Disney Not Selling Shows Or Movies To Netflix
As people discuss Disney’s financials, there was speculation that the company could follow in Warner Bros. Discovery’s footsteps by licensing content to Netflix or other streaming competitors. During this week’s investor call, CEO Bob Iger was quick to pour cold water on that notion. In short, he doesn’t see a world where their “core brands” end up on Netflix or any other streamer for quick cash flow.
“We’ve actually been licensing content to Netflix and are going to continue to. We’re actually in discussion with them now about some opportunities, but I wouldn’t expect that we will license our core brands to them,” Iger said. “Those are obviously competitive advantages for us and differentiators. Disney, Pixar, Marvel, Star Wars for instance, they are all doing very, very well on our platform and I don’t see why just to basically chase bucks we should do that when they are really really important building blocks to the current and future of our streaming business.”
Disney Makes Bold Move For Total Control of Hulu
Iger also announced that they would be buying out Universal’s share of Hulu. Along with that news came word of a combined Disney+/Hulu streaming service that will debut in the spring of 2024. “Speaking of Hulu, we were pleased to announce last week that we will acquire the remaining stake in Hulu held by Comcast, which will further Disney streaming objective,” Iger told investors.

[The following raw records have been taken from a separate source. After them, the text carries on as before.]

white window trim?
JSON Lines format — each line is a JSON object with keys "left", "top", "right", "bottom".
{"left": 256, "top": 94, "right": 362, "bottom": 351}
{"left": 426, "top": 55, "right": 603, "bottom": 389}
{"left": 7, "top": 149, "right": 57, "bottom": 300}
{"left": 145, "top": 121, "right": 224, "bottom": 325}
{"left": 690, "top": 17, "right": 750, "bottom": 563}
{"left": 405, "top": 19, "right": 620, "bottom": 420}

“We remain on track to roll out more unified one app experience domestically, making expensive general entertainment content available to bundle subscribers via Disney+…,” Iger continued. “We expect that Hulu and Disney plus will result in increased engagement, greater advertising opportunities, lower churn and reduced customer acquisition costs, thereby increasing our overall margins. We will launch a beta version for bundle subscribers in December, giving parents time to set up profiles and parental controls that work best for their families ahead of the official launch in early spring 2024.”
“In December, we launch a beta version of Hulu and Disney plus combined. We feel really good about that. I saw some basically some demos of that just yesterday. As a matter of fact, we are basically putting it in beta so that we can prepare parents largely to basically implement parental controls, because you’ll be able to access Hulu programming on the same app,” he added. “And then in late March, we’ll launch it basically in full form and think we have opportunities in terms of upsell capabilities. In terms of increasing engagement. We found that where we bundled, we lower churn, and again, these are steps that are all taken to ultimately turn this into a great business.”